Zhu Feng, a professor of
international relations at Peking University, says that the “alarm bells
started ringing” for the Chinese over Myanmar with the abrupt suspension of the
Myitsone dam project just over a year ago. Costing $3.6 billion, this was the
largest of several dams that Chinese state-owned enterprises (SOEs) were
building on the Irrawaddy river in Kachin state. The Chinese had assumed that
such development work would be welcomed by the Burmese. To many Burmese,
however, Myitsone came to represent everything that they hate about the unequal
terms of trade between resource-rich Myanmar and its resource-hungry neighbour.
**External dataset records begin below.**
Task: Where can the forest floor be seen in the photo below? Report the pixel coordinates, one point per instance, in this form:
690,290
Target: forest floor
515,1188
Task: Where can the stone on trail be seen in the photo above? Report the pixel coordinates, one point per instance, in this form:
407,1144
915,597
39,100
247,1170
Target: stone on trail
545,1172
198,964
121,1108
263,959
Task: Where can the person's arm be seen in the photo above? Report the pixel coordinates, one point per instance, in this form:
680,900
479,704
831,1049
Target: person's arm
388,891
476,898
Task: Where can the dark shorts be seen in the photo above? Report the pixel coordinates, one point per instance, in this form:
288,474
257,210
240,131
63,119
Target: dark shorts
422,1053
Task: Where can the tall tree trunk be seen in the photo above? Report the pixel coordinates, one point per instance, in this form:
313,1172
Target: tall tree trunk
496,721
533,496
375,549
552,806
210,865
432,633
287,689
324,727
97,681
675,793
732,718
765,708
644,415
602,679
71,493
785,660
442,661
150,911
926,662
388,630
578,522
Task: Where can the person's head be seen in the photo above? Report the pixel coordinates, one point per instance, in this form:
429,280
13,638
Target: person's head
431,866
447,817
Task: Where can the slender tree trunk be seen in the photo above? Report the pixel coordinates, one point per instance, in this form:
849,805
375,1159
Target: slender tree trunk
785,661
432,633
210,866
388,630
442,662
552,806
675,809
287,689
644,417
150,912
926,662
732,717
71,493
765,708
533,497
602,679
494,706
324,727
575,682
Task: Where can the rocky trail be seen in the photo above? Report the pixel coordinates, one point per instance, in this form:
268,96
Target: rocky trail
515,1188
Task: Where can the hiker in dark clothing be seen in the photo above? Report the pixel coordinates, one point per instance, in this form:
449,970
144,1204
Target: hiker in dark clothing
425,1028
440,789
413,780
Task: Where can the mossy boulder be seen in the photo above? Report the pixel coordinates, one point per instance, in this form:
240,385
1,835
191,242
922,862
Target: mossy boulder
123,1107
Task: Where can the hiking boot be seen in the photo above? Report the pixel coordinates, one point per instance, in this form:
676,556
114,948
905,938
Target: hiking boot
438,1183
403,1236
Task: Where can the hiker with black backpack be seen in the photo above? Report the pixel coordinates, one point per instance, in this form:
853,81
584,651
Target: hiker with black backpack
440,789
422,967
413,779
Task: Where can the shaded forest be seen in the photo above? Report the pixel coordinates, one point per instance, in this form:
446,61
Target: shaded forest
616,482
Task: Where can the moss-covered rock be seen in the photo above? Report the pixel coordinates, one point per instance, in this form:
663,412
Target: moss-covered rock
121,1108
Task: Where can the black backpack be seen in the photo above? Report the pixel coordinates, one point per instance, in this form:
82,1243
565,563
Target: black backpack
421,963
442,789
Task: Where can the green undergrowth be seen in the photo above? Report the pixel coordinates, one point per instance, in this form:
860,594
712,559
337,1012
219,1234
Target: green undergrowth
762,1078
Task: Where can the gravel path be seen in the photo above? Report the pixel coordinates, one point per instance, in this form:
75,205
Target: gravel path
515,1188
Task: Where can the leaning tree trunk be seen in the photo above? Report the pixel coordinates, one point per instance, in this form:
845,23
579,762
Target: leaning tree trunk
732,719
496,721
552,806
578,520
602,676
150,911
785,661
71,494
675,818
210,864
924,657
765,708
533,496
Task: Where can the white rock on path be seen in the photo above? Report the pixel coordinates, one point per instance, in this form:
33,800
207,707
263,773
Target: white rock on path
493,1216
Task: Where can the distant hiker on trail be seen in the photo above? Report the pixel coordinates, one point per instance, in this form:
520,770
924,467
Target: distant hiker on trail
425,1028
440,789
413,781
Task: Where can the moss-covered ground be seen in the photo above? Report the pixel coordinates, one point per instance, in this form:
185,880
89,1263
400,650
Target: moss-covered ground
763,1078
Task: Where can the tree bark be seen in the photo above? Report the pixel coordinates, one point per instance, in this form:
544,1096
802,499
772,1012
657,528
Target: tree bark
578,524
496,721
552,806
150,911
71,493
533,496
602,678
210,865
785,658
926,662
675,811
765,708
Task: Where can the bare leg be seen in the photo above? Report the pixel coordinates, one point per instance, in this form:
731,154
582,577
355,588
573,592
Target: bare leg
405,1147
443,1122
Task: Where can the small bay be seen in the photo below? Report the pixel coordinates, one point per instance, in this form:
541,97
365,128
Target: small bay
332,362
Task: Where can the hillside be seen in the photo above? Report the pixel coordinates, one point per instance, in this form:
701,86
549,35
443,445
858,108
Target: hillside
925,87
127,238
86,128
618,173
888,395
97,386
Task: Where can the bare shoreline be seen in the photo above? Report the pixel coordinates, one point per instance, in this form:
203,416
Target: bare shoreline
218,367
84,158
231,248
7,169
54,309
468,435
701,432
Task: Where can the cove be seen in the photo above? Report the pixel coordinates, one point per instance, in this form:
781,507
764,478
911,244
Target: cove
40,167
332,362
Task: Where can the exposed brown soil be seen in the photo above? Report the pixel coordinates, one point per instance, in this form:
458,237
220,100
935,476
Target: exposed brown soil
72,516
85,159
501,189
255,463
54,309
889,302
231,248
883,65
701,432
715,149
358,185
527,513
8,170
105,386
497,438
Villages were to be displaced and land flooded to make way for the dam, yet
most of the electricity was earmarked to go to China, leaving the local Kachin
people little better off than before.
Thus when the new Burmese president,
Thein Sein, suspended construction of the dam, at one stroke he asserted his
credentials in Myanmar as a man prepared to listen to his own people and stand
up to the exploitative Chinese. It was an astute domestic political move and a
milestone in the country’s unfolding reform programme. Scholars and officials
in China, however, still talk of their “shock” and “surprise” at a decision for
which they were utterly unprepared and which they are still trying to digest.
In retrospect, explains Mr Zhu, the
Chinese mistake in Myanmar was to focus only on building relationships with
government officials, without paying any attention to “domestic political
nuances”. Thus China missed the vital shifts in policies, words and political
thinking that they might have picked up had they listened to voices other than
the government’s and engaged the country at a local level. This was stupid,
says Mr Zhu: “It’s a big lesson, and we have to learn from it.”
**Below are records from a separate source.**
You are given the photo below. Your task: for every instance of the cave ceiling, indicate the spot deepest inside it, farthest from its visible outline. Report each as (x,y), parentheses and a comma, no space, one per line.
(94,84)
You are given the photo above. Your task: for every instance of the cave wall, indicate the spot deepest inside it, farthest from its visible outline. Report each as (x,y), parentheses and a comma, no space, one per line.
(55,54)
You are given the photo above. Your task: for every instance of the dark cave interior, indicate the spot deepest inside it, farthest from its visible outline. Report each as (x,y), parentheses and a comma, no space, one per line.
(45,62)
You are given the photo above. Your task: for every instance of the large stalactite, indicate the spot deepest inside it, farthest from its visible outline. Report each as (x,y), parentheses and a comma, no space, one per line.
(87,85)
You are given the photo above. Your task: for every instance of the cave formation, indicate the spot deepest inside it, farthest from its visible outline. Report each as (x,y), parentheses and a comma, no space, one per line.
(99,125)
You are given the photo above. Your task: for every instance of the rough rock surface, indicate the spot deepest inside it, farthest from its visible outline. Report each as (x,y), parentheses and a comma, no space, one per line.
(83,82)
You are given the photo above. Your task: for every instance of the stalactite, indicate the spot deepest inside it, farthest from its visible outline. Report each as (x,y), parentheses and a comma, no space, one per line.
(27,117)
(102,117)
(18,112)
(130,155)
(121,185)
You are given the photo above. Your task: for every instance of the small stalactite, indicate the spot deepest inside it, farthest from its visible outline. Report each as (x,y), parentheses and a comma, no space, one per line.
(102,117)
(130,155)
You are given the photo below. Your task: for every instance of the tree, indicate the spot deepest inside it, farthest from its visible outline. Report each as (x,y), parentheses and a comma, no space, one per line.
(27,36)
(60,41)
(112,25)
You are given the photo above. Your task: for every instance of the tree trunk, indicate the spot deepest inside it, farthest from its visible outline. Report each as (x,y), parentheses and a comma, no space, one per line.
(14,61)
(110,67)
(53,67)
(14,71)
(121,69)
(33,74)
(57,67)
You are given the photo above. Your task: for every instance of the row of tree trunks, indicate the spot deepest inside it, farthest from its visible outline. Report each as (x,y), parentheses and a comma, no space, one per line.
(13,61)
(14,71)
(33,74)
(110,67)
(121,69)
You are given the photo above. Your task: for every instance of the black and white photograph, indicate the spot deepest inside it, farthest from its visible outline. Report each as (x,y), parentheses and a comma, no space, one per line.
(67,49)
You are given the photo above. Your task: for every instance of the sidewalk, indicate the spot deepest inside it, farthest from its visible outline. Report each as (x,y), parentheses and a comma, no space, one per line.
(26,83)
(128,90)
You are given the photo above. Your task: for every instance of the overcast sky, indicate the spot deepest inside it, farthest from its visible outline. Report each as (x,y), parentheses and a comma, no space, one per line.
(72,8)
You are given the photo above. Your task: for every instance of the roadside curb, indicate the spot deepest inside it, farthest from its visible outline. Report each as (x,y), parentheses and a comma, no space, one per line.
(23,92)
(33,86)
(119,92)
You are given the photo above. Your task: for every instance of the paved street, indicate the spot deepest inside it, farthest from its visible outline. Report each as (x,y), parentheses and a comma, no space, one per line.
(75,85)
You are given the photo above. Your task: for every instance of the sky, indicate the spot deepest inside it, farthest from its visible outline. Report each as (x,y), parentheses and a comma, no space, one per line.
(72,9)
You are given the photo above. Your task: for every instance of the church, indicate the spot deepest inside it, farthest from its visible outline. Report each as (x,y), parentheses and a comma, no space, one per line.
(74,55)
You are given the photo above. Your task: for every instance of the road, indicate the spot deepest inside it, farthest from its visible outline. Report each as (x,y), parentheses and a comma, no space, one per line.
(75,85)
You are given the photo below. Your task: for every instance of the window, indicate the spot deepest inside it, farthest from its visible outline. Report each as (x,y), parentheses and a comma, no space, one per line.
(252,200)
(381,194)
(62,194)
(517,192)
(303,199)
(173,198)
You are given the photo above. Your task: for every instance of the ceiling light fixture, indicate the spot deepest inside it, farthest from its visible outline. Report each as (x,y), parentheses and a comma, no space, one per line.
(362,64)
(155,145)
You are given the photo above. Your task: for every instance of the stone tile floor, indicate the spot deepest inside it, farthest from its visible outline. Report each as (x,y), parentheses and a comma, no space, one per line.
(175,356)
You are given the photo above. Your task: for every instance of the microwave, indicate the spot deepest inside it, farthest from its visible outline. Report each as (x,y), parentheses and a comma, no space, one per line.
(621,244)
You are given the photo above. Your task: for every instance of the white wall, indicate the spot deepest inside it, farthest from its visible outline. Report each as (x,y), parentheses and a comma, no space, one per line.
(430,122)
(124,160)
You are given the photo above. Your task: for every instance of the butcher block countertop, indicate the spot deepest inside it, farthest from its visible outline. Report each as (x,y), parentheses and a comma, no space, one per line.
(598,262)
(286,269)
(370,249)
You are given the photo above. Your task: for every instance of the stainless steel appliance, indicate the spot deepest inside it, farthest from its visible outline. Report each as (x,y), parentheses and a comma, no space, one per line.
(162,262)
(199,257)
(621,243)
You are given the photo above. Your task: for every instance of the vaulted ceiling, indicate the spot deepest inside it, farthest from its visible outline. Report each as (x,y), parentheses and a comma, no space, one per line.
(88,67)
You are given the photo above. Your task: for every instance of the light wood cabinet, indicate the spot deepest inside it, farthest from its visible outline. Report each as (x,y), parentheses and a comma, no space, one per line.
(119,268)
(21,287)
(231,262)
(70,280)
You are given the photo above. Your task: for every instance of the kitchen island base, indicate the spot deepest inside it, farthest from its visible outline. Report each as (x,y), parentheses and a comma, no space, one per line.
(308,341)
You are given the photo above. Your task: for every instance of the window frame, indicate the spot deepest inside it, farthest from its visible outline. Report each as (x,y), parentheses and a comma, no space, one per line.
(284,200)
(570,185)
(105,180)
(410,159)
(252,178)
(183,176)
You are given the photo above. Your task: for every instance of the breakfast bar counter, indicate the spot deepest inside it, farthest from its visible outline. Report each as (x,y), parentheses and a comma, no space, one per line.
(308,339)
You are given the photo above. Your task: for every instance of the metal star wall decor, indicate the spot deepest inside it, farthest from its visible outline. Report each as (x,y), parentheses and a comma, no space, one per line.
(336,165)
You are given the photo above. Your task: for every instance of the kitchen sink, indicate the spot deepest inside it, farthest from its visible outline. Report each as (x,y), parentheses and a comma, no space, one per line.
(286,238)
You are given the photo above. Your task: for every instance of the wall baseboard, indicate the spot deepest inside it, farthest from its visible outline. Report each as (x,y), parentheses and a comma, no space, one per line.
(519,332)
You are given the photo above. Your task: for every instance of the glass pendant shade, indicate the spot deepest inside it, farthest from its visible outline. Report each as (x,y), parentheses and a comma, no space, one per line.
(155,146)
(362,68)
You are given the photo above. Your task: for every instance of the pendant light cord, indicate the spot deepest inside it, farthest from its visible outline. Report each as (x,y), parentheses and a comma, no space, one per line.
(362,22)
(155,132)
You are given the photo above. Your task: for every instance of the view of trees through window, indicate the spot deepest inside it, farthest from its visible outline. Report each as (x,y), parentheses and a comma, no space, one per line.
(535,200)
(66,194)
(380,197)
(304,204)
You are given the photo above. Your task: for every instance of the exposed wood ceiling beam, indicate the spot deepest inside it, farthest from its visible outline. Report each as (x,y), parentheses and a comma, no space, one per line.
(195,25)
This lack of political antennae on
the ground is, perhaps, inevitable given the standard Chinese policy of
“non-interference” in other countries’ internal affairs. Too often, it seems,
this merely encourages wilful ignorance—which is, indeed, much in evidence in
Ruili. The local Chinese know almost nothing about Myanmar, other than the fact
that it is poor and, they believe, dangerous.
Be nicer
As one Chinese expert on the
country’s aid policy, Zhang Xiaomin of Beijing Foreign Studies University,
points out, China has already run into some of these issues in Africa. But
their experience in Myanmar has really crystallised the problem, he says. As a
result, the Chinese government is now telling businesses—especially
SOEs—operating overseas to be more respectful of local customs and people, and
to invest more in what Westerners would call corporate social responsibility.
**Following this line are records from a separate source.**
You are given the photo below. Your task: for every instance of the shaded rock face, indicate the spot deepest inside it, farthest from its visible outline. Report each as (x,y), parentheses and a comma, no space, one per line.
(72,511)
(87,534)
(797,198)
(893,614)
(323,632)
Thus, for instance, the China National Petroleum Corporation, which is building
a controversial oil pipeline across Myanmar from the west coast to the border
at Ruili (and then on into China), is now building lots of schools in villages
near the pipeline.
The Chinese are largely right in
this analysis of what went wrong in Myanmar, but it is not the whole story. The
Burmese also complained that for all the roads and bridges constructed, the
Chinese were unable, or unwilling, to provide other, more sophisticated,
services such as banking or advice on issues such as government administration,
the sort of soft-power issues at which Western countries excel.
Indeed, for many Chinese
foreign-policy experts the other worrying aspect of China’s stumble in Myanmar
is that Beijing’s loss has been Washington’s gain. In an era of renewed tension
between America and China in the region, Myanmar’s recent opening up is thus
usually interpreted by these experts as a tilt towards the West, all part of
America’s “pivot” towards Asia. Indeed, the more conspiratorial-minded Chinese
ascribe the changes in Myanmar entirely to the machinations of a resurgent
America determined to contain the rise of China. A further concern, as another
Chinese expert puts it, is that a democratic movement in Myanmar would, in some
way, “influence the situation in China”.
All in all, the democratic
transformation of Myanmar has been a searing experience for the Chinese
government. At least, however, they look set to draw some lessons from it all.